Learn how to control your mind. Steer your mind to think good thoughts, prevent it from thinking bad thoughts. In order to do this, you have to live simply. If you don’t, your greed will push you to do things that you’ll be sorry later on. If you live simply, you won’t do things that will cause problems or hurt other people.

So this is my advice to you. Be happy with what you have. Live as simply as you can. Just have the four requisites of life: food, shelter, clothing and medicine. Once you have this, there’s no need to have anything else, because what you have will give you problems and stress.
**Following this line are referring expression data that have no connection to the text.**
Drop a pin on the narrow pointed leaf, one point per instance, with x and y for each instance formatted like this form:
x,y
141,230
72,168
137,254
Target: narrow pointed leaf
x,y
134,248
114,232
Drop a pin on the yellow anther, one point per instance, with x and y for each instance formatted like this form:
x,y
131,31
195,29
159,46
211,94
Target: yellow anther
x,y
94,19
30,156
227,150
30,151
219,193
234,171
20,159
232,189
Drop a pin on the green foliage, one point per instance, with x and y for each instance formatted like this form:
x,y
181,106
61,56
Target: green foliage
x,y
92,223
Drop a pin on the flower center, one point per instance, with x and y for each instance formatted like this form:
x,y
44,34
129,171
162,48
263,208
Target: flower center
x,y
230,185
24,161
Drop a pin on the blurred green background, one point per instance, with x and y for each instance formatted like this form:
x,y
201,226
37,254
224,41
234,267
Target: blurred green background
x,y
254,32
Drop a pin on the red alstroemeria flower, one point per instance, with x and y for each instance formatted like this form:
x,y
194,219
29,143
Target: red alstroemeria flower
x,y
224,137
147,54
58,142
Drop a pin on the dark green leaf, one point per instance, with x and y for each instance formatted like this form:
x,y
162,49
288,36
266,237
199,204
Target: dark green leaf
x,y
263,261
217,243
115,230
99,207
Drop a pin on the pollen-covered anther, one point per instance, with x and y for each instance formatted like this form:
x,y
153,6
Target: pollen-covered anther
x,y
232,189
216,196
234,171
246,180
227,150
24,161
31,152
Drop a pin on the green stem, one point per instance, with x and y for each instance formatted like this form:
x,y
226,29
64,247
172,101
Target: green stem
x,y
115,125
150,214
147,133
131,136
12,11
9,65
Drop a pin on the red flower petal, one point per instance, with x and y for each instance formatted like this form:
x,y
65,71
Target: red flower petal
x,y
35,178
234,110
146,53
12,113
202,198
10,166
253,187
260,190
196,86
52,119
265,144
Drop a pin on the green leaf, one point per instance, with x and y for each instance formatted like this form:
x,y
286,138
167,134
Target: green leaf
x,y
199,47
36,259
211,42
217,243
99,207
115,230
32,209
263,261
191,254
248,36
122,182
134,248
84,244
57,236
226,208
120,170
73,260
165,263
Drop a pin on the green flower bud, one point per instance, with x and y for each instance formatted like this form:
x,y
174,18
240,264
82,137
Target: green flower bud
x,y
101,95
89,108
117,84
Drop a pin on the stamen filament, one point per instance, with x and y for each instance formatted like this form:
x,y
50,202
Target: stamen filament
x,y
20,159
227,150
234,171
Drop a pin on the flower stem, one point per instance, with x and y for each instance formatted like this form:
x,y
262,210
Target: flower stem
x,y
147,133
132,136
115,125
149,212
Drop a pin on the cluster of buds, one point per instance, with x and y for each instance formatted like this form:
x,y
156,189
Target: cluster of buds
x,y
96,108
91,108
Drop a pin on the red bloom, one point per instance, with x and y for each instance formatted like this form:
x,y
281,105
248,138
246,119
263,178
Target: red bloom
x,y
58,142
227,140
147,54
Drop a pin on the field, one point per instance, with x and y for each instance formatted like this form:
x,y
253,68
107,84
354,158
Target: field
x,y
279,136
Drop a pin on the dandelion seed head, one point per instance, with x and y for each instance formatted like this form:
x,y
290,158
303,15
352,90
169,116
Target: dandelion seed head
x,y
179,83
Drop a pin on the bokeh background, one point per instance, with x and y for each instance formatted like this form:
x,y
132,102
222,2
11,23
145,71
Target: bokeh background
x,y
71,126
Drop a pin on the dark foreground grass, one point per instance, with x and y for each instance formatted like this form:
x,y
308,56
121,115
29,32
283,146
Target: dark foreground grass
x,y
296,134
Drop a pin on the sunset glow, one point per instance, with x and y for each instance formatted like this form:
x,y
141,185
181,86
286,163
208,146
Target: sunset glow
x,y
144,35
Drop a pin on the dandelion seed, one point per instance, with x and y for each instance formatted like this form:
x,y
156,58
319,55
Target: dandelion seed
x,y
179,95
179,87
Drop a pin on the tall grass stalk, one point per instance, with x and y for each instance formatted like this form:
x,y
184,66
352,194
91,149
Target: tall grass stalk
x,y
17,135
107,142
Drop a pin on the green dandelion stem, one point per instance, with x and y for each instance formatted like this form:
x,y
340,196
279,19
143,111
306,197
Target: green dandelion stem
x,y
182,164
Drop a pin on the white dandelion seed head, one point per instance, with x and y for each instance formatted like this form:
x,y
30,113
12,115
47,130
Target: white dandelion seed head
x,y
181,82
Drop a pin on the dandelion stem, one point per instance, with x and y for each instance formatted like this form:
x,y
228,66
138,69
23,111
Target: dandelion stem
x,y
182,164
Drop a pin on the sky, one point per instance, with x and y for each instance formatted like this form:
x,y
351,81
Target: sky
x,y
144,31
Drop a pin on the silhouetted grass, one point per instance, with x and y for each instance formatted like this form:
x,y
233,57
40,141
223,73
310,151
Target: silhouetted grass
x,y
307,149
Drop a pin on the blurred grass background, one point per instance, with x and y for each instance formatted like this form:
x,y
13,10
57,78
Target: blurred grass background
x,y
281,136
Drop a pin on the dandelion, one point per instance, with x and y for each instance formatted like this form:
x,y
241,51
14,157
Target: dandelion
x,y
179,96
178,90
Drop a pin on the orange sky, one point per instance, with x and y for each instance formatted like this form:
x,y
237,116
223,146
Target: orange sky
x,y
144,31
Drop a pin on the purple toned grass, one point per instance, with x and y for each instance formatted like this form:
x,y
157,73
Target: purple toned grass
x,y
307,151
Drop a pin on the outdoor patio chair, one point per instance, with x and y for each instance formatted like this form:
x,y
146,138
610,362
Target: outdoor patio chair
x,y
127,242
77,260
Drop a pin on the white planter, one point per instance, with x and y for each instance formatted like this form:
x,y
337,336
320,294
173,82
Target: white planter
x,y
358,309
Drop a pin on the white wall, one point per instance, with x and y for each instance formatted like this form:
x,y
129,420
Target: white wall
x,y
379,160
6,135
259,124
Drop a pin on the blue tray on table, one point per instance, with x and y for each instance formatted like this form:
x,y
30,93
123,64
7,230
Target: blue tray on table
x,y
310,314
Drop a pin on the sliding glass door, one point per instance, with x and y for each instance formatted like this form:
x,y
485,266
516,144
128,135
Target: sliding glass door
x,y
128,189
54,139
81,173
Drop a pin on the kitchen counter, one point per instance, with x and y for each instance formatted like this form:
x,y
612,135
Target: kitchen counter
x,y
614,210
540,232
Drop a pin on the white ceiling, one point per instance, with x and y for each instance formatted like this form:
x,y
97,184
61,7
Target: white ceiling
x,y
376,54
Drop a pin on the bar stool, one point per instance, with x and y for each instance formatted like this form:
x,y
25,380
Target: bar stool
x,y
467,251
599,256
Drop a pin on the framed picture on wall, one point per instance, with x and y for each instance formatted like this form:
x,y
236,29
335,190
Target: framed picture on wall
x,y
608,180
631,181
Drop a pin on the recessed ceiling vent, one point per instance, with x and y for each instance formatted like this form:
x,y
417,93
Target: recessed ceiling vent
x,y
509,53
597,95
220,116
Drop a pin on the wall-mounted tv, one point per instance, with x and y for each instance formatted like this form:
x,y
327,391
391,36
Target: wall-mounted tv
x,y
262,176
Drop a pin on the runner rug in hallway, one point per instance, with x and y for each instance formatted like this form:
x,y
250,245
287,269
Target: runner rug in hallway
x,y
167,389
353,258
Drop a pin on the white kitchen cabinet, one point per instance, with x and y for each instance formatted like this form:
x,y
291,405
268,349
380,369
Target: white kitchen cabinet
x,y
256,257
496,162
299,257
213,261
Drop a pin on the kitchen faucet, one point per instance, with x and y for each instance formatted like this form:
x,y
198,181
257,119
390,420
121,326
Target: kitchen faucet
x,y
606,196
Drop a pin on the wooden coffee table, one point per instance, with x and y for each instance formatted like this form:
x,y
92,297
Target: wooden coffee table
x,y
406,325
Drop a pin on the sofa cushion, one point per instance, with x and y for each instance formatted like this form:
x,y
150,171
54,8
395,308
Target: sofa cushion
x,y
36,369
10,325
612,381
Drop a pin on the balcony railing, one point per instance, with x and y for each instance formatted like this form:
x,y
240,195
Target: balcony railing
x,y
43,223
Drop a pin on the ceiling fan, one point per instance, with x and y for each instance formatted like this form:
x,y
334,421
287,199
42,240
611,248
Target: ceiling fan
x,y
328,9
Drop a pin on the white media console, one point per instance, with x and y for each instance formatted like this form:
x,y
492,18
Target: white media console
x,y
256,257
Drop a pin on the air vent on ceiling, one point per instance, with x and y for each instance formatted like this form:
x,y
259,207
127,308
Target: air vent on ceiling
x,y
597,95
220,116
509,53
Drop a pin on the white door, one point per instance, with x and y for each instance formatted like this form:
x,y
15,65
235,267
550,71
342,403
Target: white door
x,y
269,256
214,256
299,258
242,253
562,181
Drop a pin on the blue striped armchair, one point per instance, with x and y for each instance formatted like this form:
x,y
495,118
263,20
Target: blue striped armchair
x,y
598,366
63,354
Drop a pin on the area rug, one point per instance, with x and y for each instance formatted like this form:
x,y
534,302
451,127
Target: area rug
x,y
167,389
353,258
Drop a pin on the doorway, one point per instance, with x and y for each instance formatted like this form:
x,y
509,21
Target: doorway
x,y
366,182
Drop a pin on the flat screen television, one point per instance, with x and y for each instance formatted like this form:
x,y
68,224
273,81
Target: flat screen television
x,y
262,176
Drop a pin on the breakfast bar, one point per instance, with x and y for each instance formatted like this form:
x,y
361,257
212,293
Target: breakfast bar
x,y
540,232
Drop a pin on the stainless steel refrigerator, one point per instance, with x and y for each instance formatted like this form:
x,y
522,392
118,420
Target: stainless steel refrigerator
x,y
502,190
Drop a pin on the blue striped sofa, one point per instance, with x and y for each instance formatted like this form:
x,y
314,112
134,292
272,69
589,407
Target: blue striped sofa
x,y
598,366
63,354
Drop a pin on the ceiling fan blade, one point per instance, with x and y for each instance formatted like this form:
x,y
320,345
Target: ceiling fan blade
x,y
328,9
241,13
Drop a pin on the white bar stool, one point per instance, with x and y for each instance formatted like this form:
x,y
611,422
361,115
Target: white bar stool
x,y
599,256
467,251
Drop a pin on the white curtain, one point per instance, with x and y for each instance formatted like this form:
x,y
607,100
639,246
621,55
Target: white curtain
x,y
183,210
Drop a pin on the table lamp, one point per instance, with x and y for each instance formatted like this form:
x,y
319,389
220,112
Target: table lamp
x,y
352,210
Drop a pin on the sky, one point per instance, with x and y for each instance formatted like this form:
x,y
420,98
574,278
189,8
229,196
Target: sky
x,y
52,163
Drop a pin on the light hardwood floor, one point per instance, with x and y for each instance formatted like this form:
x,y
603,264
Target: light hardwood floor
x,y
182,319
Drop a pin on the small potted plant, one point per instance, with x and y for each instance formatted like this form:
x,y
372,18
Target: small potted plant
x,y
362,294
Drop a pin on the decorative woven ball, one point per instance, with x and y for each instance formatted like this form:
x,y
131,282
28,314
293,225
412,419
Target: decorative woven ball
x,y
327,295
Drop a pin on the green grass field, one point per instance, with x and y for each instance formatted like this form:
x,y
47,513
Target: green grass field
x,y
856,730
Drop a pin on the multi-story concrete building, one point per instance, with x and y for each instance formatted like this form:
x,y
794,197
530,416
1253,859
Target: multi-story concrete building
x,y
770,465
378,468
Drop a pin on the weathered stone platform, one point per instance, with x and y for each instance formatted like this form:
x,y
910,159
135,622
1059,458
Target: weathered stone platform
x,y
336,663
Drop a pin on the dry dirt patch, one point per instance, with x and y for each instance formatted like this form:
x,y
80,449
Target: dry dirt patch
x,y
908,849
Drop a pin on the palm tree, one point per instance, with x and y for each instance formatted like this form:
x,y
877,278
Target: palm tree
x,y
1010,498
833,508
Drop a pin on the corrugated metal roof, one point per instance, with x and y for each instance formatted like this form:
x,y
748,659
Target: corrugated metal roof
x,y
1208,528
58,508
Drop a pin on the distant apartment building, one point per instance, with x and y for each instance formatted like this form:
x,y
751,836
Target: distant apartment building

When you possess something, you want to keep it as long as possible. But things don’t last forever or remain the same. They always change. They come and go. If you cling to them, when they leave you, you will feel terrible. Take it as it comes. Don’t cling. Then you will always be happy. I hope what I have said to you today will help you somewhat to understand Buddhism and the monkhood.

- (The above is an interview Ajaan Suchart gave to a Pattaya cable tv channel on January 11, 2007.)